CDA-AMC received feedback from 1 clinician group (the Ontario Health [Cancer Care Ontario] Hematology Cancer DAC), 1 patient group (the Leukemia & Lymphoma Society of Canada), and the public drug programs. The public drug programs requested a minor editorial revision to clarify that ibrutinib may be discontinued following the maintenance treatment period of 2 years. The clinician group also suggested revising the wording of the treatment duration of ibrutinib to reflect an accumulated 2 years of maintenance therapy, and shared other considerations relevant to the treatment of MCL.

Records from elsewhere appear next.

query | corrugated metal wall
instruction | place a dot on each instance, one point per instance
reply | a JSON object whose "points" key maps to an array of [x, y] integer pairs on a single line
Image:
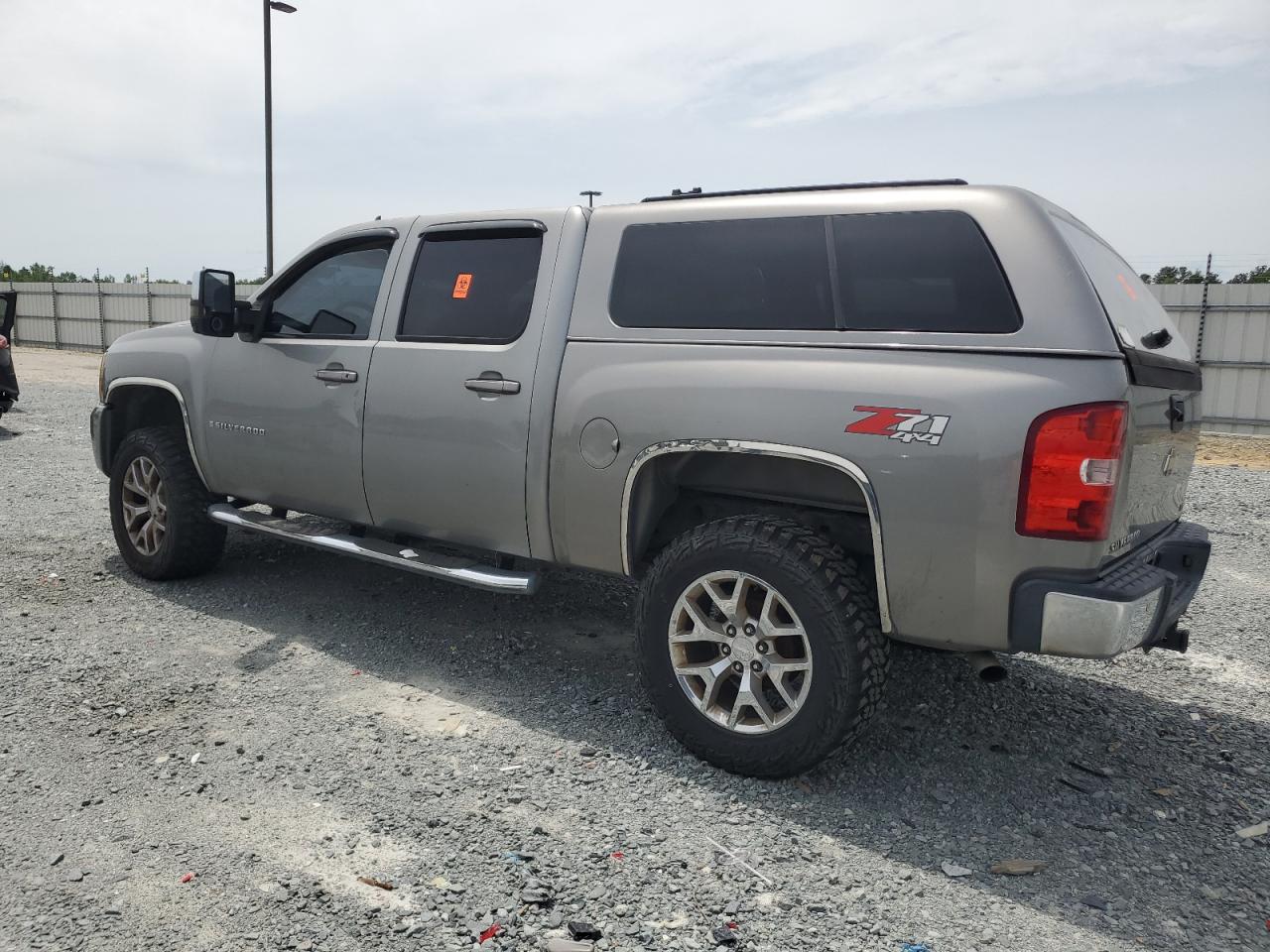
{"points": [[1229, 333], [89, 316], [1233, 348]]}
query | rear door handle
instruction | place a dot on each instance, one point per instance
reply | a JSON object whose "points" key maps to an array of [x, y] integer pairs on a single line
{"points": [[494, 384], [335, 375]]}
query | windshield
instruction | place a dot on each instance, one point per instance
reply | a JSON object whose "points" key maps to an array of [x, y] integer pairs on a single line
{"points": [[1135, 315]]}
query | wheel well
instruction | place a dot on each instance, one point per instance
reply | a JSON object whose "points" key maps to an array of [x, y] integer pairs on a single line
{"points": [[137, 407], [677, 492]]}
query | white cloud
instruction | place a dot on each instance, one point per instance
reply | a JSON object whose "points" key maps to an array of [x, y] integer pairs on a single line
{"points": [[146, 113]]}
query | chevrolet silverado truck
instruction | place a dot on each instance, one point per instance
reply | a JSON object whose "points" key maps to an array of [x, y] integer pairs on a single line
{"points": [[808, 421]]}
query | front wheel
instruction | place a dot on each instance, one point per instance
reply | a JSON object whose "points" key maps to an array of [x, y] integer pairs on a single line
{"points": [[760, 645], [159, 507]]}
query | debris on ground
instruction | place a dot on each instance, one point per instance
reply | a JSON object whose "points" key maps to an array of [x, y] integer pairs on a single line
{"points": [[584, 930], [725, 934], [538, 892], [1017, 867], [1074, 784], [559, 944]]}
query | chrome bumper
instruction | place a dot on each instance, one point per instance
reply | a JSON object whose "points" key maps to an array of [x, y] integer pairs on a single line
{"points": [[1134, 602]]}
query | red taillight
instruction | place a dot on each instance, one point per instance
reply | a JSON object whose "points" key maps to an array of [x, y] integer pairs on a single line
{"points": [[1071, 466]]}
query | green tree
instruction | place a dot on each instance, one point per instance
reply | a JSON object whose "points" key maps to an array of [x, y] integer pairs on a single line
{"points": [[36, 272], [1182, 275], [1257, 276]]}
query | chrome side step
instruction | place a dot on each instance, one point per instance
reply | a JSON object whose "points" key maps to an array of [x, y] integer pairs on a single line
{"points": [[436, 565]]}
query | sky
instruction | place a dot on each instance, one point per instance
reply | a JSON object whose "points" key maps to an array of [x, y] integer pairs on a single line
{"points": [[132, 131]]}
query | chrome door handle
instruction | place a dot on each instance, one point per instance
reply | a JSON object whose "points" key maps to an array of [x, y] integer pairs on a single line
{"points": [[493, 385], [335, 375]]}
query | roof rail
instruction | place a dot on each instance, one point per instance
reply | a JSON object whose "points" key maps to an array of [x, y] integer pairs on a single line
{"points": [[698, 193]]}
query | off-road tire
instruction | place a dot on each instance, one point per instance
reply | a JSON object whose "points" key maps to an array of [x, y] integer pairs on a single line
{"points": [[191, 543], [835, 601]]}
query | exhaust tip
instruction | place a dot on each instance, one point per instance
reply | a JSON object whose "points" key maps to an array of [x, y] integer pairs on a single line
{"points": [[987, 666]]}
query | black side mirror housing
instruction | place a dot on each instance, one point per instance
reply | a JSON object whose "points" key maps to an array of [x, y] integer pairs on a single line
{"points": [[252, 320], [212, 303]]}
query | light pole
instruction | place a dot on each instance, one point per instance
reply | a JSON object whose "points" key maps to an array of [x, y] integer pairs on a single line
{"points": [[268, 132]]}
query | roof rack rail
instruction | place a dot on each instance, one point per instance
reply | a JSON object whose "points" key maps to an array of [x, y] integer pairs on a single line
{"points": [[698, 193]]}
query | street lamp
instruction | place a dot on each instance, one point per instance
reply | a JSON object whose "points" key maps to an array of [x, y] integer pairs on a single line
{"points": [[268, 134]]}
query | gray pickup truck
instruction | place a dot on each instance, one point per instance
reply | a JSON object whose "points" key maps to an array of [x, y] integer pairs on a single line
{"points": [[807, 420]]}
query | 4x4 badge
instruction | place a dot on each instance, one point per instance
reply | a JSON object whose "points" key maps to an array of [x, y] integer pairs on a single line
{"points": [[898, 422]]}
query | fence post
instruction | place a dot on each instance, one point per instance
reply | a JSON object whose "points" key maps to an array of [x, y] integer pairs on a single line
{"points": [[58, 335], [150, 309], [1203, 311], [100, 309]]}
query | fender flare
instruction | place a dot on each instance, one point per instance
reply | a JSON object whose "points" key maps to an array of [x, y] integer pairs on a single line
{"points": [[780, 449], [181, 402]]}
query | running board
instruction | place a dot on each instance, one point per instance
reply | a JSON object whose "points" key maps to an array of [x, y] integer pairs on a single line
{"points": [[465, 571]]}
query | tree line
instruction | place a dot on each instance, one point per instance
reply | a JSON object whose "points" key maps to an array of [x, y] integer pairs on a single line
{"points": [[46, 272], [1182, 275]]}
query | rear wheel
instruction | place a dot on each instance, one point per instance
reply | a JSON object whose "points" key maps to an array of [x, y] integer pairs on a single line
{"points": [[159, 507], [760, 645]]}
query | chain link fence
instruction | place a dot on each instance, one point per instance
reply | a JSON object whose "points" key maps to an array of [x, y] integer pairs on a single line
{"points": [[1225, 325]]}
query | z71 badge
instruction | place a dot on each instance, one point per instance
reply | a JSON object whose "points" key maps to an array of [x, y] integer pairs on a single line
{"points": [[898, 422]]}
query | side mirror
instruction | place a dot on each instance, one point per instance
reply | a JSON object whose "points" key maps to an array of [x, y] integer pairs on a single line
{"points": [[211, 303], [250, 321]]}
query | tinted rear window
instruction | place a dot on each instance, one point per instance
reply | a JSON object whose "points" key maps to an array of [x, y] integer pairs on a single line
{"points": [[1133, 309], [899, 272], [747, 275], [472, 287], [921, 272]]}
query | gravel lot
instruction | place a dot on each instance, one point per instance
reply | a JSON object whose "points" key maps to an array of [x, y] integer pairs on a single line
{"points": [[212, 765]]}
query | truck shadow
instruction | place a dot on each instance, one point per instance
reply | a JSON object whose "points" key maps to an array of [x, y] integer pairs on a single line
{"points": [[1061, 763]]}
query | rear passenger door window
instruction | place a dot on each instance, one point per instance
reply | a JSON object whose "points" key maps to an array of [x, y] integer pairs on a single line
{"points": [[928, 272], [472, 287], [743, 273]]}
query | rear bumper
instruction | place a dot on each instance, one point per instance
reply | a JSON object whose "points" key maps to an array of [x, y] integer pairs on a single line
{"points": [[1134, 602]]}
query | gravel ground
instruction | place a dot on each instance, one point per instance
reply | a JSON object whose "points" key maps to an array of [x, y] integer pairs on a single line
{"points": [[212, 765]]}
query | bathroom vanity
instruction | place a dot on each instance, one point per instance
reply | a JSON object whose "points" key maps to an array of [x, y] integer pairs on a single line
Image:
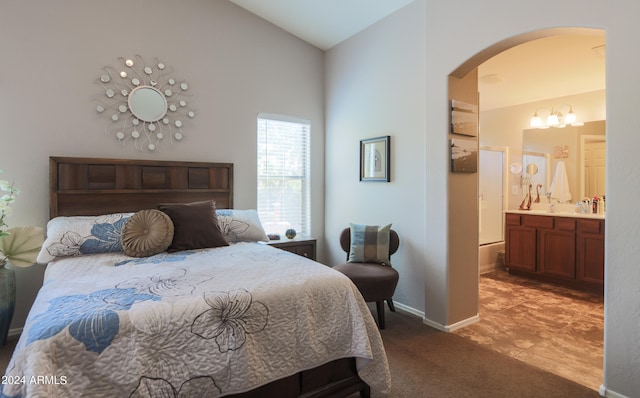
{"points": [[565, 248]]}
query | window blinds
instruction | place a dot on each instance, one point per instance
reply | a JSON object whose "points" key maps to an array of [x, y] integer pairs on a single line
{"points": [[283, 173]]}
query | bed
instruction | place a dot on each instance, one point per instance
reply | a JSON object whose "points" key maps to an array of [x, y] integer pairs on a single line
{"points": [[238, 320]]}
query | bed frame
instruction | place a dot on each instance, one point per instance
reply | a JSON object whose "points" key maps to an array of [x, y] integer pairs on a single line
{"points": [[88, 186]]}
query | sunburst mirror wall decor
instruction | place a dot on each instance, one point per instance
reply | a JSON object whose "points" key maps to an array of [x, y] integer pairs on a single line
{"points": [[146, 103]]}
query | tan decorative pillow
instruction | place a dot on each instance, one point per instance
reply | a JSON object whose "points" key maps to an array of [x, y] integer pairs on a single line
{"points": [[146, 233]]}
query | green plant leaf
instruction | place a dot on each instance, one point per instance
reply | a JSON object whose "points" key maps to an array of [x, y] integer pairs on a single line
{"points": [[22, 245]]}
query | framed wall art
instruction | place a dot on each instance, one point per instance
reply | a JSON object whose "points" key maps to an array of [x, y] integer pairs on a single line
{"points": [[464, 156], [464, 118], [374, 159]]}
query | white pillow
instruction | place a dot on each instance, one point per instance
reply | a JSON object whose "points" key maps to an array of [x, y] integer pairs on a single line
{"points": [[78, 235], [241, 225]]}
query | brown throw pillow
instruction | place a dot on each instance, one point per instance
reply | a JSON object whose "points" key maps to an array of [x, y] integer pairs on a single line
{"points": [[195, 225], [146, 233]]}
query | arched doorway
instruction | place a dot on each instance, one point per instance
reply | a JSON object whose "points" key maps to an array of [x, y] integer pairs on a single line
{"points": [[462, 185]]}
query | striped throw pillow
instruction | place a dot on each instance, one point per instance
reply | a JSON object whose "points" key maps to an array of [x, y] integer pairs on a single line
{"points": [[369, 244]]}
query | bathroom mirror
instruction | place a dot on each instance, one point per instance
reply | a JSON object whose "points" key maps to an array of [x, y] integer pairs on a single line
{"points": [[581, 148], [147, 104]]}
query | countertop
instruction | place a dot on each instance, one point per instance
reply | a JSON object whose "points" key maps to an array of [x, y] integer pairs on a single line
{"points": [[537, 212]]}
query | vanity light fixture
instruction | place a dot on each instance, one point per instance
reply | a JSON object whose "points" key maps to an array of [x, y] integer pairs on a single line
{"points": [[555, 118]]}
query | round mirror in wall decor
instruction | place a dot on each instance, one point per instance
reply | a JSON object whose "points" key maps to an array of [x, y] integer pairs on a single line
{"points": [[145, 103]]}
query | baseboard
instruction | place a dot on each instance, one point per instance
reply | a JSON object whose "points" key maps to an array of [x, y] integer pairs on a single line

All feedback received in response to the draft recommendation is available on the CDA-AMC project webpage.
Members of the committee: Dr. Emily Reynen (Chair), Dr. Zaina Albalawi, Dr. Hardit Khuman, Ms. Valerie McDonald, Dr. Bill Semchuk, Dr. Jim Silvius, Dr. Marianne Taylor, Dr. Maureen Trudeau, and Dr. Dominika Wranik. Two guest specialists from Ontario and the Prairies participated in this review.
Meeting date: September 18, 2025
Regrets: One expert committee member did not attend the meeting.
Conflicts of interest: None
Special thanks: CDA-AMC extends our special thanks to Fred Devlin, who presented directly to FMEC on behalf of people with lived experience, and the patient organizations representing the community of those living with MCL, particularly the Leukemia & Lymphoma Society of Canada.
Note: CDA-AMC makes every attempt to engage with people with lived experience as close to the indication and treatments under review as possible; however, at times, CDA-AMC is unable to do so and instead engages with individuals with similar treatment journeys or experience with comparators under review to ensure lived experience perspectives are included and considered in Reimbursement Reviews. CDA-AMC is fortunate to be able to engage with individuals who are willing to share their treatment journeys with FMEC.